March 2016 - Bernie Sanders

Dear Friends,

            That a Jewish candidate won a presidential primary would have been remarkable, if not incredible, to my father, he of America’s “Greatest Generation.”  That Sanders being Jewish seemed to have been of no consequence to the electorate, would have been incomprehensible to him.  How can we account for this phenomenon just three decades after my father’s death. I cite two factors: (1) the nature of Bernie Sanders’ Jewish identity, and (2) the integration of Jews into the American political scene.

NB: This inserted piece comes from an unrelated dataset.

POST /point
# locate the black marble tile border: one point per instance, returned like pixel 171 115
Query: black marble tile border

            Regarding Senator Sanders’ Jewish identity:  He opens his mouth and Bernie sounds Jewish (of the Brooklyn variety).  It’s not only the accent, it’s what he says and the way that he says it.  Both kvetchy and chutzpadik, Bernie tells it the way that he sees it – unapologetically challenging the status quo.  It is in the tradition of the rebels who defied Moses 3200 years ago.  Although they ended up being swallowed by the earth, their rebellion is preserved and even applauded by the rabbis.  Their descendants can be found in our sanctuary on Friday nights.  Still Bernie’s iconoclasm is stylistically Jewish, not substantially so.  To be sure, the electorate doesn’t care any more about Bernie being Jewish than Bernie does.  Unlike vice-presidential candidate Joe Lieberman whose life was determined by his Judaism and its observance, Bernie belongs to the growing majority of Jews who are unaffiliated and culturally defined. 

            But more: The Sanders’ candidacy must be seen within the context of the ubiquity of Jews in public office in our country.  Jews are represented in far greater numbers in our government than our population percentage would indicate.  Look to the Supreme Court, as an extreme case.  Non-Jews with liberal values have even been adopted as Jews.  Bill Clinton has been called “the first Jewish president,” for example.  (He has also been called “the first black president,” too!)  It’s not only that fewer people vote along ethnic lines these days, it’s also that policy seems to matter much more than identity.

            How far our landsman Bernie will go in the race to the presidency is yet to be determined.  In the interim, I rejoice that we live in a country where a candidate’s personal identity is incidental to the political positions he represents.  And that is remarkable indeed.